Glass Half Full

Vermont has released the results for the “Smarter Balanced Assessment Consortium” test our students took during the 2016-2017 school year. This was the third year that Vermont students took part in the “Smarter Balanced” program.

All Vermont public school students in grades three through eight plus grade 11 take the tests in English and math. The state reports the percentage of students who perform at or above grade level.

Let’s look at what the state and some of the media tell us.

The SBAC test results show that fourth graders in the Town of Franklin are doing great! 82.4% of them perform at or above grade level in math and 70.6% do the same in English.

Pretty good, eh?

Everyone loves it when a percentage — sometimes a large percentage — of students perform at or above grade level.

But wait. The reports help us lose track of the fact that a growing number of students are still found below grade level and only a scant few are doing better.

• The Town of Highgate has generally the lowest numbers in the County; Oopsonly 36.6% of fifth graders performed at or above grade level in English and only 19.5% did that in math. It gets worse in high school. At Missisquoi Valley Union High School, just 26.9% of eleventh graders performed at or above grade level in English and only 4.5% did it in math.

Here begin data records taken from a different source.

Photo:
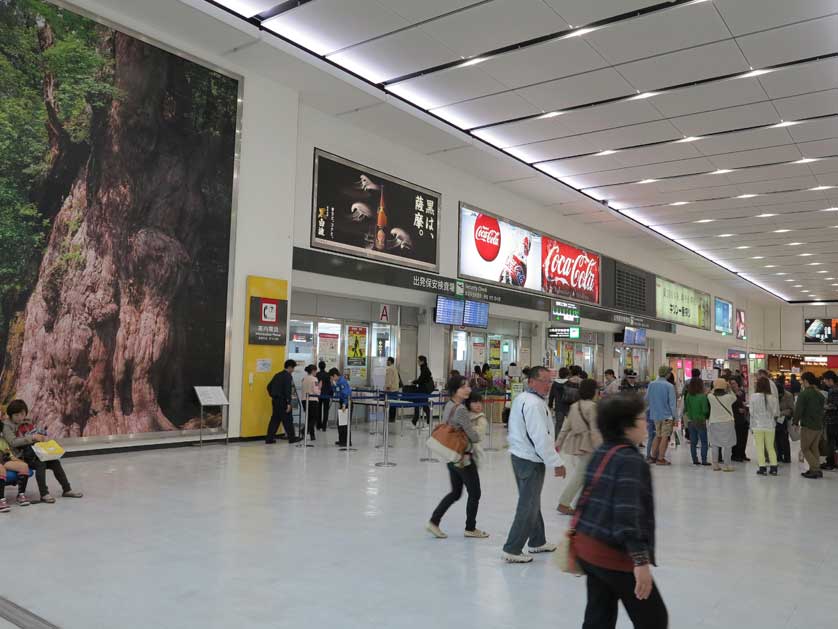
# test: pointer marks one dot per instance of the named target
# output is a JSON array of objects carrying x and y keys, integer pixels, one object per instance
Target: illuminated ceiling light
[
  {"x": 753, "y": 73},
  {"x": 473, "y": 62},
  {"x": 579, "y": 32},
  {"x": 644, "y": 95}
]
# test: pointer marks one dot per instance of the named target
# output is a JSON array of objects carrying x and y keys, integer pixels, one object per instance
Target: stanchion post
[{"x": 386, "y": 461}]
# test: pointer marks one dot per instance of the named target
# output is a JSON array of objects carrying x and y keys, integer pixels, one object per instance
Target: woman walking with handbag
[
  {"x": 577, "y": 440},
  {"x": 613, "y": 534},
  {"x": 464, "y": 471},
  {"x": 722, "y": 428}
]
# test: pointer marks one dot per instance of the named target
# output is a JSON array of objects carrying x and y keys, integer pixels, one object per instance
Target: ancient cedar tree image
[{"x": 116, "y": 179}]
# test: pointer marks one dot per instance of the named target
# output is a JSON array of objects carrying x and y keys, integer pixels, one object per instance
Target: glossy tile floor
[{"x": 276, "y": 536}]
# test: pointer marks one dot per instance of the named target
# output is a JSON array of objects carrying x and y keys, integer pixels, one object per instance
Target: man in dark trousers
[
  {"x": 280, "y": 389},
  {"x": 325, "y": 390}
]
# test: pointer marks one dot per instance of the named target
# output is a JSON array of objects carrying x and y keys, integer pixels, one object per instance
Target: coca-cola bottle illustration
[
  {"x": 381, "y": 224},
  {"x": 514, "y": 270}
]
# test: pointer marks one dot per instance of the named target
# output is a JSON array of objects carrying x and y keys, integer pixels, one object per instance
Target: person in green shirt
[
  {"x": 808, "y": 414},
  {"x": 696, "y": 411}
]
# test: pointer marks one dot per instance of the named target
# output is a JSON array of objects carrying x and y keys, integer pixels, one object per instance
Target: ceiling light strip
[
  {"x": 631, "y": 147},
  {"x": 543, "y": 39},
  {"x": 663, "y": 90}
]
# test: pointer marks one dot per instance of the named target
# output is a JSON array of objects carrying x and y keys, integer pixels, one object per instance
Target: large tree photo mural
[{"x": 116, "y": 187}]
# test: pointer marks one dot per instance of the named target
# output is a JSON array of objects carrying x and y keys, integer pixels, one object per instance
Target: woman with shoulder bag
[
  {"x": 577, "y": 440},
  {"x": 722, "y": 428},
  {"x": 464, "y": 471},
  {"x": 613, "y": 534}
]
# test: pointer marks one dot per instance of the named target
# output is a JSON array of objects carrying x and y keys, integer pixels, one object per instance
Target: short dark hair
[
  {"x": 474, "y": 398},
  {"x": 618, "y": 413},
  {"x": 454, "y": 383},
  {"x": 15, "y": 407},
  {"x": 695, "y": 386},
  {"x": 587, "y": 389}
]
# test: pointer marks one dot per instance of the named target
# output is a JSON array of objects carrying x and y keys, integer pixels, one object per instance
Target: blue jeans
[
  {"x": 698, "y": 432},
  {"x": 650, "y": 427}
]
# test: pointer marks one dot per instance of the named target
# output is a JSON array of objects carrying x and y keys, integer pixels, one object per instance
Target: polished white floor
[{"x": 276, "y": 536}]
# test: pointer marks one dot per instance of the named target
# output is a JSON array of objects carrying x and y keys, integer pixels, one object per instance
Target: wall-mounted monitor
[{"x": 476, "y": 314}]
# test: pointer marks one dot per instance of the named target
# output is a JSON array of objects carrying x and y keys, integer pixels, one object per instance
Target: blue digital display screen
[
  {"x": 449, "y": 311},
  {"x": 476, "y": 314}
]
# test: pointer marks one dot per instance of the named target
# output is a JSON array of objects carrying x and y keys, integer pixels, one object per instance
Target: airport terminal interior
[{"x": 313, "y": 311}]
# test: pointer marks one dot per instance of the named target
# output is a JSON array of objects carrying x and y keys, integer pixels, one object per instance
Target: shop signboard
[
  {"x": 327, "y": 349},
  {"x": 681, "y": 304},
  {"x": 367, "y": 213},
  {"x": 724, "y": 316},
  {"x": 741, "y": 329},
  {"x": 501, "y": 252},
  {"x": 267, "y": 321},
  {"x": 356, "y": 346}
]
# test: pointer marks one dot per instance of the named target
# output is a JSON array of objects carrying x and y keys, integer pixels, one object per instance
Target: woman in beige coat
[{"x": 577, "y": 440}]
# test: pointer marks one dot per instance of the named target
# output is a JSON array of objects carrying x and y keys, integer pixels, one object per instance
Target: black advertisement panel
[{"x": 366, "y": 213}]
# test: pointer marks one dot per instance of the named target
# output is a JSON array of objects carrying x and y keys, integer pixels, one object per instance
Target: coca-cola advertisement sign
[
  {"x": 498, "y": 251},
  {"x": 569, "y": 271},
  {"x": 493, "y": 250}
]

• Student performance has also declined from the 2015-2016 school year but the reports don’t show that up front.

• “The Agency of Education initially reported 59% of fourth grade students were proficient in English… The correct number is 49%.”

School results like this are worrisome, particularly when the Agency of Education apparently can’t do the arithmetic.

The reports help us lose track of the fact that a growing number of kids are still found below grade level.

At MVUHS (simple arithmetic here) 95.5% of 11th graders scored below grade level in math! 95.5%. Even in the Town of Franklin, almost a third, 29.4%, scored below grade level in English.

I’ve been thinking about schools and learning and creativity for decades. I have taught high school kids and college courses. I have studied teaching thanks to Vermont Colleges and “workshopped” in the hot ticket for teaching techniques (for the record, I prefer Mastery Learning). I have worked with school administrators and superintendents. And I was School Moderator for our Town.

In real life, I’m an engineer so I live for data but, above all, I know the statistics hide the kids.

The Bard remains a fixture in high school English classes so I asked 11th grader Jimmy Lombard what “wherefore” means in the phrase “Romeo, Romeo, wherefore art thou Romeo?” As an aside, the Washington Post posited that teachers should not assign Romeo and Juliet.

“It means ‘Where did you go, Romeo’,” Jimmy said. “He was off in the bushes.”

<sigh>

Juliet’s opening question in that romantically philosophic speech,

“O Romeo, Romeo, wherefore art thou Romeo
Deny thy father and refuse thy name
Or if thou wilt not, be but sworn my love
And I’ll no longer be a Capulet.”

means that Juliet is agonized that Romeo is a Montague and wishes him to have been born to some other family. Any other tribe. It fits with “a rose by any other name…”

Sorry, Jimmy. Mr. Shakespear had Juliet poetically ask, “O Romeo, Romeo, why are you Romeo Capulet, dammit?”

Meanwhile, 4th grader Karen Rocque was doing some homework and didn’t have her calculator so she asked me, “What’s 12 times 9.”

(It’s 108.)

Kids are supposed to “fluently” multiply and divide numbers up to 100 by the third grade. Many education experts today won’t even teach the multiplication tables.

In another county, Burlington, Vermont’s teachers just settled a four-day strike. They wanted more money, of course, but mostly they wanted less time with the kids. A major disagreement in the contract negotiations was simple: the teachers demanded to be excused from interacting with the kids for 20 minutes during lunch and recess.

The average Burlington teacher’s salary for the past school year was $70,878; the state average salary was $59,154. The average Burlington student performs below grade level.

Imagine that. Professionals want more money and less time on the job to turn in poorer and poorer results.

One of the strikers carried a sign. “Quality Teachers Deserve Respect.”

I agree.

“Students Deserve Quality Teachers,” too.

Is the glass half empty? My question remains, should we stop assigning Shakespear and multiplication tables because they are hard or should we buckle down and learn to teach Jimmy and Karen and all our other kids?

 

One thought on “Glass Half Full

  1. To the English teachers:

    Yes, I know I split the infinitive.

    The spot we writers place an adverb is extremely important to the emphasis we seek. I did it finiptitudinously. Deal with it.